Pour rappel, la Conifa c’est une organisation créée en 2013, qui s’est donnée pour objectif de permettre à des sélections représentants des territoires, des peuples et des nations sans existence officielle, de jouer des matchs de football. Forte de sa cinquantaine de membres répartis désormais sur les quatre continents, la Conifa organise ainsi chaque année un tournoi international, avec par alternance un championnat d’Europe, comme l’an dernier dans la République Turque de Chypre Nord, et une Coupe du Monde, la dernière en date en Abkhazie en 2016.

Cette année c’est donc Londres qui accueille cet événement, sous la responsabilité de la fédération de Barawa. Représentant une ville portuaire du sud de la Somalie, la délégation de Barawa compte sur l’importante diaspora somalienne en Angleterre pour construire son équipe et mener à bien l’organisation de cette compétition. Le choix de Londres ne s’est d’ailleurs pas fait par hasard, car la ville d’adoption de cette communauté est également ville d’accueil de centaines de diasporas du monde d’entier, et bien entendu ville de football par excellence. Un lieu où le comité espère faire résonner sa devise « Freedom to play football / La liberté de jouer au football ».

Un fan abkhaze durant la Coupe du Monde 2016 | © Beslan Lagulaa / CONIFA

La compétition

Elle se déroule du 31 mai, avec un match d’ouverture entre Barawa et Tamouls, jusqu’au au 9 juin jour de la finale au Queen Elizabeth II Stadium de Enfield. Les stades accueillant la compétition se trouvent disséminés tout autour du Grand Londres. Bien entendu, pas question de Wembley, Emirates Stadium ou encore Craven Cottage. Si les organisateurs ont démarché pratiquement tous les clubs de la ville et étaient en bonne position pendant un long moment pour organiser la finale dans le stade de Charlton, les stades retenus sont au final de taille modeste.

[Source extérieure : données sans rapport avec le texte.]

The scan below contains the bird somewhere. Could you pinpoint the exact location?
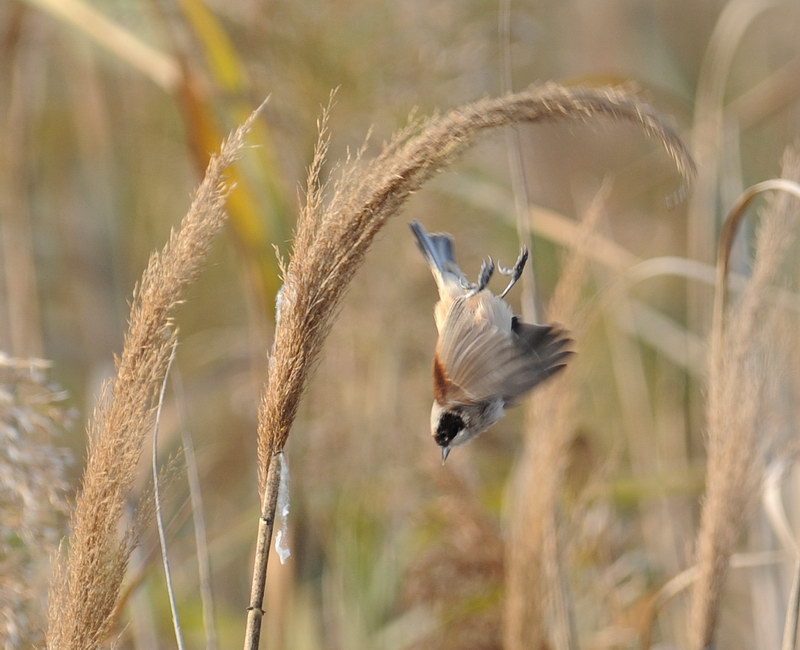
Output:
[410,221,573,465]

Un choix plutôt judicieux au final, quand on considère que les organisateurs ont souhaité faire jouer un maximum de matchs à chaque équipe en programmant des matchs de classement jusqu’à la fin du tournoi, histoire de rentabiliser le voyage pour des sélections qui viennent parfois de très loin (Tuvalu, Matabeleland), en leur permettant de jouer au moins cinq matchs et d’être présentes pour la finale et la cérémonie de clôture. Hormis cela, le format de la compétition est assez classique. 16 équipes participent à ce tournoi, ce qui est le plus grand total pour une compétition de la Conifa. Elles sont placées dans quatre groupes, d’où sortent les deux premiers pour disputer les quarts de finale. Les autres équipes jouent le tournoi de consolation avec donc un classement intégral.

Les matchs sont accessibles en streaming gratuitement sur le site de la Conifa, ainsi que des extraits et résumés. Pour ceux qui souhaiteraient se payer un petit déplacement à Londres dans les prochains jours, tous les billets sont accessibles à la vente en ligne. Sur chaque billet acheté, une livre sterling sera ensuite reversée à l’équipe de votre choix, une manière de faire rentrer un peu d’argent pour des équipes qui bien souvent galèrent à boucler leur budget.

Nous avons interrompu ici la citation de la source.